En psychosomatique, nous ne traitons pas seulement des symptômes mais des personnes dans leur globalité familiale, médico-sociale, affective et culturelle.
[1] Anne-Marie PIFFAUT, ORL, Phoniatre, sexologue, praticien en TCC et EMDR, auteur d’un livre qui donne espoir : « L’ACOUPHENE dans tous ses états. Psychosomatique ORL».

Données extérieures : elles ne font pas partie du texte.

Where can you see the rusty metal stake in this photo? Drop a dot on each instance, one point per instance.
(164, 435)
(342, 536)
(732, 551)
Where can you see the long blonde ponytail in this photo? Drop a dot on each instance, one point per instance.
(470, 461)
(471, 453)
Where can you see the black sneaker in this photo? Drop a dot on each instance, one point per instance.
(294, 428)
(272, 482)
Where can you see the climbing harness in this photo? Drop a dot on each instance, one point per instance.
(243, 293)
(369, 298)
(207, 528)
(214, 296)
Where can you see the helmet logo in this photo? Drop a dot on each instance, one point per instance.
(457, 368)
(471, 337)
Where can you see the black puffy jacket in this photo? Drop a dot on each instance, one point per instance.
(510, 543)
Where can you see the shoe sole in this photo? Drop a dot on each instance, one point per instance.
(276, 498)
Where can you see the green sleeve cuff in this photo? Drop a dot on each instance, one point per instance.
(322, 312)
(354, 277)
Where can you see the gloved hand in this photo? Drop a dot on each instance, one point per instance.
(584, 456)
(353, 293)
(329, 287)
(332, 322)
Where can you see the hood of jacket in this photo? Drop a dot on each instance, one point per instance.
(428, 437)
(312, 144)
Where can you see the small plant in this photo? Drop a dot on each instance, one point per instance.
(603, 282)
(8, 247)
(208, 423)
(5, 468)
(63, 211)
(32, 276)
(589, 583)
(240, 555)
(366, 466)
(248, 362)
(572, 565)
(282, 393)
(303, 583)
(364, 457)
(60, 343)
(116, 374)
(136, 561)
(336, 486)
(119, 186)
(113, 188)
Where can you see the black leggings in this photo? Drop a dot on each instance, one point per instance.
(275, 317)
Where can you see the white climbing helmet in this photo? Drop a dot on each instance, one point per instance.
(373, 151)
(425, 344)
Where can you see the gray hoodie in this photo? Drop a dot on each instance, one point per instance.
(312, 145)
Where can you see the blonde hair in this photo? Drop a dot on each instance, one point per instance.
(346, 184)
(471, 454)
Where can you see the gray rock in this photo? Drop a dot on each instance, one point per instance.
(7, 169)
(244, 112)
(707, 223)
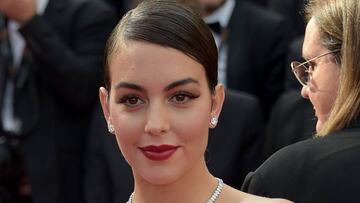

Des patients l’achètent en nombre pour l’offrir aux praticiens leur ayant dit qu’il n’y avait rien à faire. Il se trouve en ligne sur unibook.com. Bientôt en librairie édité par L’Harmattan.
[2] Ces chiffres ont été rapportés par l’équipe lyonnaise du Professeur Lionel Collet et Madame Chéry-Croze ex-présidente de l’association France acouphènes.
[3] Au même titre que la douleur ou que tout autre symptôme désagréable.
[4] Les praticiens EMDR doivent être certifiés par « EMDR France » qui fournit la liste de référence sur le site : www.emdr-france.org/.
[5] L’angoisse est plutôt à l’origine de l’hypervigilance, portant le sujet sensibilisé à tendre l’oreille : sont-ils toujours là ? Est-ce grave Docteur ? Alors qu’il ne s’agit que d’oto-émissions acoustiques, bruits produits naturellement par l’oreille.
[6] En France, il n’existe pas d’enseignement de médecine psychosomatique ce qui n’est pas le cas dans les pays européens voisins. En Belgique par exemple, il existe une clinique universitaire de médecine psychosomatique.
[7] Médecins et patients vivant dans le même monde, celui d’ici et d’aujourd‘hui, celui de la rentabilité à tous prix.
[8] Sauf si par exemple le bourdonnement d’abeille cité par une patiente était lié à un conflit conjugal, son ami étant apiculteur. Là l’acouphène prend tout son sent : le conflit.
[9] La sophrologie de Caicedo et la relaxation de Shultz sont connues depuis une cinquantaine d’années.
[10] Un seul enseignement de psychosomatique est dispensé à Paris au sein d’une faculté de médecine, mais il n’est question que de l’histoire de Freud, de la psychanalyse, du bilan psychosomatique mais jamais il n’est question du traitement.
[11] Le seul enseignement de la psychopathologie ne permet pas de devenir psychothérapeute. Il faut en plus réaliser un travail sur soi pour éviter les projections, la toute puissance et apprendre à gérer ses émotions et celles des patients. Il est nécessaire d’être suivi en supervision par un didacticien et d’échanger et de travailler avec des pairs au sujet de la pratique ce que ne permet pas la faculté.